A 57 kg boy and a 41 kg girl use an elastic rope while engaged in a tug-of-war on a frictionless icy surface. If the acceleration of the girl toward the boy is 2.6 m/s 2 , determine the magnitude of the acceleration of the boy toward the girl.
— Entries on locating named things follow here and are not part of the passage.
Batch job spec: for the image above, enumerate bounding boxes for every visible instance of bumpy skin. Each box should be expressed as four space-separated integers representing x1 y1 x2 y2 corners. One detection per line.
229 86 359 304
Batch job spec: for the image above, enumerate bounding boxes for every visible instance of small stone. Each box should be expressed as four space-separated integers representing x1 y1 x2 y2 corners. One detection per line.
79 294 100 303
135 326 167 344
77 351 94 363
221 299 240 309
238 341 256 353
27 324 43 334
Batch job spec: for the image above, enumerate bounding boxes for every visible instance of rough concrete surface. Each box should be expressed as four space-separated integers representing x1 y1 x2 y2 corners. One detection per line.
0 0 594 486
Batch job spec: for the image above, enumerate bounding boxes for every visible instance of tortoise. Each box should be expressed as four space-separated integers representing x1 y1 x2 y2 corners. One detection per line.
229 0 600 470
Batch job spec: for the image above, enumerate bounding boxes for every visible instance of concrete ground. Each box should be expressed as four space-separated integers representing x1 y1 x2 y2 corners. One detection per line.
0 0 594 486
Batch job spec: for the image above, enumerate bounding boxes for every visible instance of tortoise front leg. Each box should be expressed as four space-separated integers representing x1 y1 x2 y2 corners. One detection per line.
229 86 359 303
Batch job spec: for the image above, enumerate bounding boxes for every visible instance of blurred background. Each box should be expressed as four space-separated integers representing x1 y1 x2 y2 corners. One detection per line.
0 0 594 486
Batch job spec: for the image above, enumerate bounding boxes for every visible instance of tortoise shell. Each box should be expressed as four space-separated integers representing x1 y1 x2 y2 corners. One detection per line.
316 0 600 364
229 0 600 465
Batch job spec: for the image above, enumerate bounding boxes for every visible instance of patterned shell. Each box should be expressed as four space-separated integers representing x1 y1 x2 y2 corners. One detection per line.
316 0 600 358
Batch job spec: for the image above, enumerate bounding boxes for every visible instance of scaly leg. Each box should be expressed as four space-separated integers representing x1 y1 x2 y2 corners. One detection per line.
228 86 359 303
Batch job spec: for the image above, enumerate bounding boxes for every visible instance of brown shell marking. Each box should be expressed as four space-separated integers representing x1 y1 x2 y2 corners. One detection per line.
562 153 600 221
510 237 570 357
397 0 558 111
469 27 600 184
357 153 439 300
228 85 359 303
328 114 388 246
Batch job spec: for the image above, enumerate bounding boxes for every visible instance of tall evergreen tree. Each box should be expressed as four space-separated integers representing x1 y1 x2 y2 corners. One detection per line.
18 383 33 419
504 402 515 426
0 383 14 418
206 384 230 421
Answer in units of m/s 2 .

Answer 1

Answer:

Acceleration of the boy a₁:

$a_{1} = 1.87 \frac{m}{s^{2} }$

Explanation:

Conceptual analysis

We apply Newton's second law to the boy and the girl:

F = m*a (Formula 1)

F : Force in Newtons (N)

m : mass in kilograms (kg)

a : acceleration in meters over second square (m/s²)

Nomenclature

m₁ : boy mass

m₂ :  girl mass

a₁ : boy acceleration

a₂ :  girl acceleration

F₁ : boy acceleration

F₂ :  girl acceleration

Known data

m₁ =  57 kg

m₂ =  41  kg

a₂ = 2.6 m/s²

Problem development

We apply to Newton's third law of action and reaction, then:

F₁ = F₂ , We apply the formula (1):

m₁*a₁ = m₂*a₂

$a_{1} = \frac{m_{2}* a_{2} }{m_{1} }$

$a_{1} = \frac{41* 2.6 }{ 57 }$

$a_{1} = 1.87 \frac{m}{s^{2} }$